A Chilling Documentary Review: Unpacking a Infamous Incident Through the Perspective of a State Officer's Body-Cam
The true crime genre has an innovative format, or perhaps even a completely fresh vocabulary and structure: officer-worn camera recordings. Faces of victims, witnesses and possible perpetrators appear suddenly to the cameras, sometimes in the intense brightness of vehicle beams or torches as the officers approach, their faces and voices expressing wariness or panic or anger or dubiously feigned naivety. And we frequently catch sight of the expressions of the officers themselves, one standing by blankly while the other asks the questions with what occasionally seems like remarkable hesitation – though perhaps this is because they know they are being recorded.
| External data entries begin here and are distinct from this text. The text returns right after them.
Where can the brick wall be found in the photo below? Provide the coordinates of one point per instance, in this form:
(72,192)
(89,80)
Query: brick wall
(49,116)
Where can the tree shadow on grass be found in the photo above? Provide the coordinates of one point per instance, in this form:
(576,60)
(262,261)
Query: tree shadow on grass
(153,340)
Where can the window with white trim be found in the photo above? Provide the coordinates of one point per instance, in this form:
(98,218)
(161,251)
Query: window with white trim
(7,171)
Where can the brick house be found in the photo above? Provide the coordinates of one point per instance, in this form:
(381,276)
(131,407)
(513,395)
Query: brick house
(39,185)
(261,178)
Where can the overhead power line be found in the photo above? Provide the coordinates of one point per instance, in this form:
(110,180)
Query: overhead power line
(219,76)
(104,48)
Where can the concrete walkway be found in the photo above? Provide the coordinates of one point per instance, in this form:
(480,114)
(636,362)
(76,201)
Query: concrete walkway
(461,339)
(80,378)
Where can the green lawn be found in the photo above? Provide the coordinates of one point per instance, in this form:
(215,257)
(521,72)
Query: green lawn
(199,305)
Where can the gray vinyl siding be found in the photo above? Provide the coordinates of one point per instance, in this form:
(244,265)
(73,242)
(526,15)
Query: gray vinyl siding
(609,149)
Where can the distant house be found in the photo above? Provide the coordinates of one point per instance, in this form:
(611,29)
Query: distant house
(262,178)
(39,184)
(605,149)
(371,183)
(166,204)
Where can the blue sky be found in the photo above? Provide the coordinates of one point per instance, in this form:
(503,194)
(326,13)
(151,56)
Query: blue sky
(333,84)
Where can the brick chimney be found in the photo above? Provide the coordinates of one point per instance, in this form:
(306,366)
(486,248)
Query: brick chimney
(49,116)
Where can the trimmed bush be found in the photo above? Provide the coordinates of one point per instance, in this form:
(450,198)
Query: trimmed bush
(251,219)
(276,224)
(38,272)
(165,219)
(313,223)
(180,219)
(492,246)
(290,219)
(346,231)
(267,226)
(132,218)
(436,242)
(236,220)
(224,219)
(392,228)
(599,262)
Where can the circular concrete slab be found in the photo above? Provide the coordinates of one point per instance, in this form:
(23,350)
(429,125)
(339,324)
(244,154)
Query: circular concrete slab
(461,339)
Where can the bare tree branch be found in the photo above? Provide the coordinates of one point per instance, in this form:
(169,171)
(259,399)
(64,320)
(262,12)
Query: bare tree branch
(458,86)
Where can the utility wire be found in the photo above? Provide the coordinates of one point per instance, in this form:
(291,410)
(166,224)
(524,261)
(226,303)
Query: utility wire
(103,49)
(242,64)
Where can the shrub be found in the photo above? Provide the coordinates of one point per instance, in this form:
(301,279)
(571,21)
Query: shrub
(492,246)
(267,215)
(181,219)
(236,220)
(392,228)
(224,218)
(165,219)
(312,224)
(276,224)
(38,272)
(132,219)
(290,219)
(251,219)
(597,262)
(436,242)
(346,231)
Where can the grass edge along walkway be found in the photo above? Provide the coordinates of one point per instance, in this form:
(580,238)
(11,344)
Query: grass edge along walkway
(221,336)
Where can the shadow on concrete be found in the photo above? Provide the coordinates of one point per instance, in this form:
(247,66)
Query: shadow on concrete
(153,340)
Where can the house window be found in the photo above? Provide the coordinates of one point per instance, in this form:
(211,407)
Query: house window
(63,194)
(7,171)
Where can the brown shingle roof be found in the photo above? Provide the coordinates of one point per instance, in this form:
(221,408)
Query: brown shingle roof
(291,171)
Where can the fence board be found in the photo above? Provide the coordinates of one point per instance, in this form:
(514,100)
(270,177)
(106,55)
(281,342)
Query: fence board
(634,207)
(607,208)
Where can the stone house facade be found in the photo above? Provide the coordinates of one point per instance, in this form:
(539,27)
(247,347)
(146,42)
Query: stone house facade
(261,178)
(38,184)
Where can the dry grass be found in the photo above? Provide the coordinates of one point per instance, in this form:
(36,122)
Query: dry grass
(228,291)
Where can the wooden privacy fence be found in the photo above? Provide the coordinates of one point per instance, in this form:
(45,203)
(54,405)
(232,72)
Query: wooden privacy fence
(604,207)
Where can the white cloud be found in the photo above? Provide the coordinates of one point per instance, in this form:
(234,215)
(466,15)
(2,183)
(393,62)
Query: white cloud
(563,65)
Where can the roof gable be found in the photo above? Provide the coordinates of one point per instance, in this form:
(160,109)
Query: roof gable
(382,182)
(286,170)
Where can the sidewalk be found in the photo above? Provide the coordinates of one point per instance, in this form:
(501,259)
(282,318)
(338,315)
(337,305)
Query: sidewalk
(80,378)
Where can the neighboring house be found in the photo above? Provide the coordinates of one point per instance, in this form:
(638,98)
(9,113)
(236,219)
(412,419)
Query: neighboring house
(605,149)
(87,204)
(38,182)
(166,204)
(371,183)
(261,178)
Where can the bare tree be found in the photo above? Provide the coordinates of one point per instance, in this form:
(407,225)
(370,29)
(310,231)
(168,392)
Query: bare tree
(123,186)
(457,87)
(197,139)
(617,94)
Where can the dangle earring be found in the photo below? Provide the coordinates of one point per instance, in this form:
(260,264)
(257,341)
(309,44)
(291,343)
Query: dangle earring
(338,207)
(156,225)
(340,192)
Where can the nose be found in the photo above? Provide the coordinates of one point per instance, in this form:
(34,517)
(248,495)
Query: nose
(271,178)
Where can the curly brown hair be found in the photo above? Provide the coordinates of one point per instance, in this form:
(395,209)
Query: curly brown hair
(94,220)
A Growing Trend in Non-Fiction Cinema
We have previously seen the streaming service true-crime documentary The Gabby Petito Case, about the slaying of an social media personality by her boyfriend, whose primary focus was body cam footage and in which, as in this film, the police seemed extraordinarily lax with the perpetrator. There is also Bill Morrison’s Oscar-nominated short Incident, composed entirely of officer footage. Now comes a new film by Geeta Gandbhir about the tragic incident of a Florida mother in Ocala, Florida, a woman of colour whose children allegedly harassed and antagonized her white neighbour, Susan Lorincz. In 2023, after an increasing number of neighbour-dispute incidents in which the police were repeatedly called, the accused shot Owens dead through her locked door, when the victim went to Lorincz’s house to confront her about throwing objects at her children.
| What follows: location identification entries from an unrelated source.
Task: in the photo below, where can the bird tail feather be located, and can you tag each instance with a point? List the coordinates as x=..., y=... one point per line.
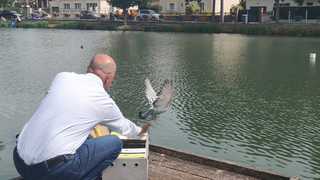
x=145, y=114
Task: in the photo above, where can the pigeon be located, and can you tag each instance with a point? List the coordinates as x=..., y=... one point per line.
x=159, y=102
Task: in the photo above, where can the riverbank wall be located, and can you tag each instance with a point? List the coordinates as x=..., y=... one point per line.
x=180, y=26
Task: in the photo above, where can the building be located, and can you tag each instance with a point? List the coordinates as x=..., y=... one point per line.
x=269, y=4
x=179, y=6
x=76, y=6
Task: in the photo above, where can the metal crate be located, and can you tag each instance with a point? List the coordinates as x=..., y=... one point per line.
x=132, y=163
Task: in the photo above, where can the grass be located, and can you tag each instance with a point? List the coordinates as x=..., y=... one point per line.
x=303, y=32
x=201, y=28
x=70, y=25
x=252, y=30
x=39, y=24
x=165, y=29
x=105, y=27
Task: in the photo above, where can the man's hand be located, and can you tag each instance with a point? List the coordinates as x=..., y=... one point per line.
x=144, y=127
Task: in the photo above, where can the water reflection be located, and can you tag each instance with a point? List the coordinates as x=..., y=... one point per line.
x=250, y=100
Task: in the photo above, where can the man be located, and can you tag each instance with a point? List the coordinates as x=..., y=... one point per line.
x=53, y=144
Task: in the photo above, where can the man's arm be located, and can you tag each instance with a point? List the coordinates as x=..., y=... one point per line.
x=144, y=127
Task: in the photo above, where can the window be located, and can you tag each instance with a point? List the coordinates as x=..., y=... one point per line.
x=91, y=6
x=77, y=5
x=309, y=3
x=66, y=6
x=171, y=7
x=203, y=6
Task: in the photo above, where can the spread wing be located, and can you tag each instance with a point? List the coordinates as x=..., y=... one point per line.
x=165, y=96
x=150, y=94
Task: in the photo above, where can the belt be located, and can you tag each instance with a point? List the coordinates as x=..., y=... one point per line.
x=51, y=163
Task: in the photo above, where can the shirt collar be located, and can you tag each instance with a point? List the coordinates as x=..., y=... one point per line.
x=95, y=78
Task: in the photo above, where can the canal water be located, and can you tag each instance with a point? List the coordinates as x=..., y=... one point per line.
x=252, y=100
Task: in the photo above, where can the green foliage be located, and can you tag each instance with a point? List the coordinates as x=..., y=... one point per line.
x=40, y=24
x=156, y=7
x=313, y=11
x=70, y=25
x=192, y=8
x=300, y=2
x=243, y=4
x=171, y=11
x=124, y=4
x=206, y=11
x=165, y=29
x=105, y=27
x=202, y=28
x=253, y=30
x=5, y=3
x=5, y=24
x=303, y=32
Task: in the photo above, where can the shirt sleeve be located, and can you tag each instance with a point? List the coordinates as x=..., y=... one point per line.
x=117, y=122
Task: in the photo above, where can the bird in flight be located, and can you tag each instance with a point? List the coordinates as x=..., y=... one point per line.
x=160, y=101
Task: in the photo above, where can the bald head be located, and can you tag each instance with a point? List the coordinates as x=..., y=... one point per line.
x=104, y=67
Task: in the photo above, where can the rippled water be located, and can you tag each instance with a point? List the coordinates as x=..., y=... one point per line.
x=252, y=100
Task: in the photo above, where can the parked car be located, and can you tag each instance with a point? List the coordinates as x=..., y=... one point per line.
x=89, y=15
x=40, y=14
x=146, y=14
x=9, y=14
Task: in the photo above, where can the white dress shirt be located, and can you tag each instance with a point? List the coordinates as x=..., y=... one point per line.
x=72, y=107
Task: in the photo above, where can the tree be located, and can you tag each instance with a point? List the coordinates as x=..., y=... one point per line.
x=192, y=8
x=5, y=3
x=300, y=2
x=156, y=7
x=213, y=11
x=243, y=4
x=124, y=5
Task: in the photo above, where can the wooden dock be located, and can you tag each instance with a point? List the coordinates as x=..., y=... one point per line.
x=172, y=164
x=167, y=163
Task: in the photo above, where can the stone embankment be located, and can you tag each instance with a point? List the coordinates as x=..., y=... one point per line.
x=276, y=29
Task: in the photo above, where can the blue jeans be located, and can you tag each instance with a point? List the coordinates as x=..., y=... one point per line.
x=90, y=159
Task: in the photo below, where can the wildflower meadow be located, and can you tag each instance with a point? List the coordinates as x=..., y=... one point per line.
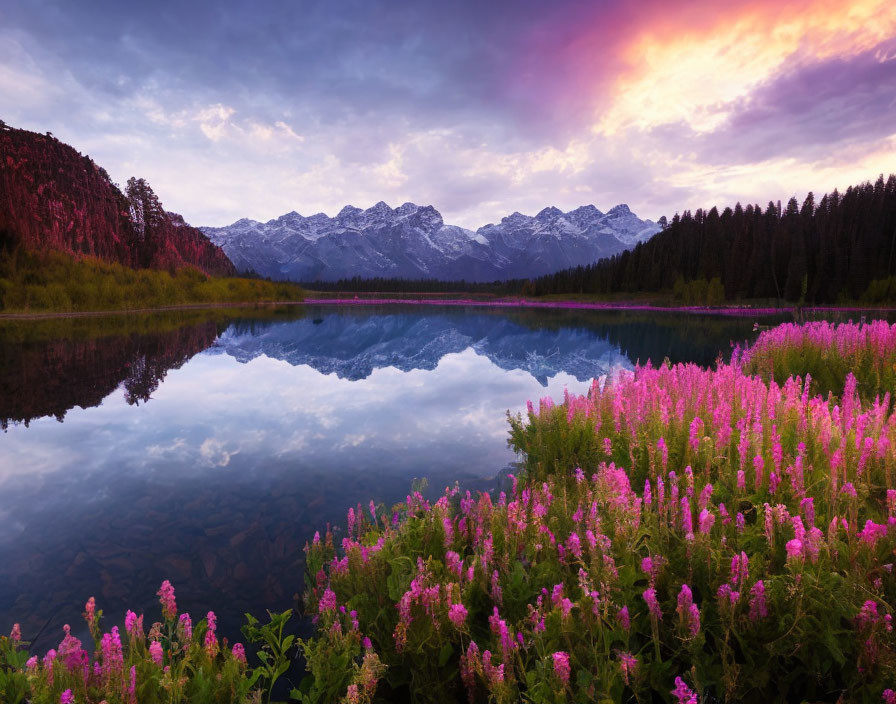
x=678, y=534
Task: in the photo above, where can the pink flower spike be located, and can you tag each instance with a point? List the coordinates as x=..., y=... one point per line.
x=561, y=666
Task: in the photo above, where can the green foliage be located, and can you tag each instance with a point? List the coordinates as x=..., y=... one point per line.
x=35, y=282
x=275, y=647
x=699, y=292
x=829, y=356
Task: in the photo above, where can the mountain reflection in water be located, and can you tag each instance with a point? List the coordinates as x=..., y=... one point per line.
x=208, y=450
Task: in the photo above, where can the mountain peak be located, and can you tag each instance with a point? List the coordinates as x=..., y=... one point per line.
x=380, y=207
x=348, y=211
x=549, y=212
x=621, y=209
x=412, y=241
x=585, y=211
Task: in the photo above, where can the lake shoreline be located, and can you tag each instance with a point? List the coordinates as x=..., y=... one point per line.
x=732, y=310
x=47, y=315
x=437, y=300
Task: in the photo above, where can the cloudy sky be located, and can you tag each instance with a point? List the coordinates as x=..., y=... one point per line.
x=252, y=109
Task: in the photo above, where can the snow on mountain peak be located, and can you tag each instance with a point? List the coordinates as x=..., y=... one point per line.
x=348, y=211
x=413, y=241
x=619, y=210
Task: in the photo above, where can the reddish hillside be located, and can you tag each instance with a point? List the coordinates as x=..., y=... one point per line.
x=53, y=198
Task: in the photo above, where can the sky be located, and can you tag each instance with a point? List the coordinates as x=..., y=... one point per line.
x=481, y=108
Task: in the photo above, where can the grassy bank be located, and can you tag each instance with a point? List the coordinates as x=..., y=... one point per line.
x=54, y=282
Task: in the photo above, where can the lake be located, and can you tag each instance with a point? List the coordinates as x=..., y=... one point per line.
x=206, y=448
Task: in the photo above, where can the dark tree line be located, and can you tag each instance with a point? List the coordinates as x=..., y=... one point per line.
x=838, y=248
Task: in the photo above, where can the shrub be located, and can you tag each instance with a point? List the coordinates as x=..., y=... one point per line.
x=826, y=354
x=176, y=661
x=678, y=532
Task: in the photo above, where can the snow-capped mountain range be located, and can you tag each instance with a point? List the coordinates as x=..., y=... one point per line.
x=413, y=242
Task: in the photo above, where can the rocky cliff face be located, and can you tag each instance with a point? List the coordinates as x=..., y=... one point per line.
x=53, y=198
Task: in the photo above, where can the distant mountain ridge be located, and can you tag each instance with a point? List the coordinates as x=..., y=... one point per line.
x=413, y=242
x=54, y=198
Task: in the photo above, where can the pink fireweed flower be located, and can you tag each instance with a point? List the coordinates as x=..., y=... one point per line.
x=457, y=614
x=185, y=624
x=90, y=612
x=132, y=686
x=73, y=656
x=574, y=544
x=695, y=432
x=872, y=532
x=723, y=513
x=628, y=663
x=133, y=625
x=794, y=550
x=624, y=619
x=211, y=640
x=740, y=569
x=156, y=653
x=352, y=695
x=561, y=666
x=653, y=605
x=497, y=592
x=687, y=525
x=688, y=614
x=166, y=599
x=807, y=508
x=727, y=595
x=327, y=601
x=758, y=608
x=759, y=469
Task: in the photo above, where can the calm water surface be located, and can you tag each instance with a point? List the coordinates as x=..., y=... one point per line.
x=207, y=451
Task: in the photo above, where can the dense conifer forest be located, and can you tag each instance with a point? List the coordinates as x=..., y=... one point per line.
x=839, y=248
The Investigation and Legal Context
The arresting officers found proof that the suspect had done internet searches into Florida’s “stand your ground” laws, which allow householders and others to use firearms if there is a significant presumption of threat. The movie builds its story with the officer recordings captured during the repeated police visits to the location before the killing, and then at the horrific and chaotic incident site itself – introduced by emergency call recordings of the caller calling the police in a dramatically trembling voice. There is also jail video of the individual which has a disturbing, unsettling appeal.
Portrayal of the Accused
The documentary does not really imply anything too complicated about the neighbor, or any mitigating factors. She is obviously disturbed, although the children are heard calling her a derogatory term, an hurtful taunt. The film is presented as an illustration of how self-defense regulations lead to senseless and tragic bloodshed. But the reality of gun ownership and the second amendment (that historic American constitutional privilege that a late commentator notoriously said made firearm fatalities a necessary cost) is not much emphasized.
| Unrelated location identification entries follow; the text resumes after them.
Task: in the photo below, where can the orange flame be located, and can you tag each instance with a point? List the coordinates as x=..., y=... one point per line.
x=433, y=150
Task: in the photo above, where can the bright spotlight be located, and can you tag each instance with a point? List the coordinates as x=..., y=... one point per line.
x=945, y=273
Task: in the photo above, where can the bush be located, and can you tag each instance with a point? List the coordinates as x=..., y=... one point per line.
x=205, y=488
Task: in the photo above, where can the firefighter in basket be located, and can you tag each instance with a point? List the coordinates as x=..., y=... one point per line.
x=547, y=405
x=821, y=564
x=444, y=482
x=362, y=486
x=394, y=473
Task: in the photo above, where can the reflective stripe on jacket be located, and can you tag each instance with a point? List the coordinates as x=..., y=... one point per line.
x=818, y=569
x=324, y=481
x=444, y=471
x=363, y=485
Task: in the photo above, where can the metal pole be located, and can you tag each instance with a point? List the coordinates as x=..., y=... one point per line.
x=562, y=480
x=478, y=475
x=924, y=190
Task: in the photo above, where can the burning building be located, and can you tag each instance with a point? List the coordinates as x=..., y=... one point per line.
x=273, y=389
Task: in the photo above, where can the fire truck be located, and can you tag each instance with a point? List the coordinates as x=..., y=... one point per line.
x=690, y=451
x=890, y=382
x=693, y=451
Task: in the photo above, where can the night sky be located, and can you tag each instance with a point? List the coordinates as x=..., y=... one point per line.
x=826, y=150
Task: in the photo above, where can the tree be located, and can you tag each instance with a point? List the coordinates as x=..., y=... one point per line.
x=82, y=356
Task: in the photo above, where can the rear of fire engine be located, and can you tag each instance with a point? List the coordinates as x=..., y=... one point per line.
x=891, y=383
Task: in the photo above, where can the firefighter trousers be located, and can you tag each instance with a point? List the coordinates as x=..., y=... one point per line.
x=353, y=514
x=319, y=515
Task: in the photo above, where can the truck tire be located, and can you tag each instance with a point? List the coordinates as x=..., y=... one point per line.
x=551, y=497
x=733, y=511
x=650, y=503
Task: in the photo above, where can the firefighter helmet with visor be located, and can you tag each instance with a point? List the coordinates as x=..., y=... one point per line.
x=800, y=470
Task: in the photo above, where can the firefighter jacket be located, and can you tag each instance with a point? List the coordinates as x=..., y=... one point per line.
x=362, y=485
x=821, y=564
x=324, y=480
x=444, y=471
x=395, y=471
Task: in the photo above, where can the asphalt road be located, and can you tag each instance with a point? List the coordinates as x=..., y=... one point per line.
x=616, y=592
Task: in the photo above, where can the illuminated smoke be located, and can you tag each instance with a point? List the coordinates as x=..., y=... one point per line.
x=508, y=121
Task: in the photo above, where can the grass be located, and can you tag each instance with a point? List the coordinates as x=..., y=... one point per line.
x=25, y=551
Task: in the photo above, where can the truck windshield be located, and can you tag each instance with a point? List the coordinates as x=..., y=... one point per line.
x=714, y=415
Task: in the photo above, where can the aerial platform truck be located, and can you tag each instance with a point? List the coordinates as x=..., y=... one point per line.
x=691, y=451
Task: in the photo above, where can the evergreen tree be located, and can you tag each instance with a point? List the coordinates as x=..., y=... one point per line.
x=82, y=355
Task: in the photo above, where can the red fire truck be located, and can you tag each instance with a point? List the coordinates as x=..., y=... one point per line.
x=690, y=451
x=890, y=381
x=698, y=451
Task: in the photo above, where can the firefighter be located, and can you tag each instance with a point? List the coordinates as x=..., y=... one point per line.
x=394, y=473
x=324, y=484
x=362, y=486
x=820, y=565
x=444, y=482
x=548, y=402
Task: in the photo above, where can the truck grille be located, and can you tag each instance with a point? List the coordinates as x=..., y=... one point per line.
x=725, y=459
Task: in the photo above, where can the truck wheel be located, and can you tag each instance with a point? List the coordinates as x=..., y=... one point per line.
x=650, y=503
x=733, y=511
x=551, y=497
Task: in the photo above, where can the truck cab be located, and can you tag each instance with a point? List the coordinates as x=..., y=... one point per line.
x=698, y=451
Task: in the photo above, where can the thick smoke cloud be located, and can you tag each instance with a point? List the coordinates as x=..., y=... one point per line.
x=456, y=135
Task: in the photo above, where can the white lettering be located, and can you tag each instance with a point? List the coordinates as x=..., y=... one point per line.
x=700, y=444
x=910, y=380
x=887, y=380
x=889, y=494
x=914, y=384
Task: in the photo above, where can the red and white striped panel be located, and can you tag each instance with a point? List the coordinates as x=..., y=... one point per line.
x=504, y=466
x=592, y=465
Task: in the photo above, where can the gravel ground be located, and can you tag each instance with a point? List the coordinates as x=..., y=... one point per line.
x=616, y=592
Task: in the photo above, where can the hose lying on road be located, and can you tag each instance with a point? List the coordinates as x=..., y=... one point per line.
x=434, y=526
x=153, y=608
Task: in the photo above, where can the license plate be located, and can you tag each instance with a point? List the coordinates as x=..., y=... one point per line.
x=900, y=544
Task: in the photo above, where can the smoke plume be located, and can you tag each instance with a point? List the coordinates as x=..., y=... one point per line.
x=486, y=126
Officer Questioning and Gun Culture
It is possible to watch the police interrogation scenes here and feel surprised at how minimal concern the police took in this aspect. At what time did she purchase the firearm? Did she receive any instruction on handling it? Was this the first time she discharged the weapon? How was the gun kept in her home? Could it have been easily accessible and prepared? The police aren’t shown asking any of these undoubtedly important questions (though they may have done in recordings that didn’t make the edit). Or is gun ownership so commonplace it would be like asking about kitchen appliances or toasters?
Arrest and Aftermath
For what seemed to her local residents a very long time, Lorincz was not even arrested and charged, only detained and even offered a hotel stay away from home for the night (another point of comparison, by the way, with the Gabby Petito case). And when she was finally formally arrested in the holding cell, there is an extraordinary sequence in which the individual simply refuses to stand, will not extend her arms for the handcuffs, not hostilely, but with the politely self-pitying air of someone whose psychological state means that she is unable to comply. Did the gentle handling up until that point encouraged her to think that this might actually work?
Final Outcome and Judgment
It didn’t; and the panel's decision is saved for the end titles. A deeply sobering picture of American crime and punishment.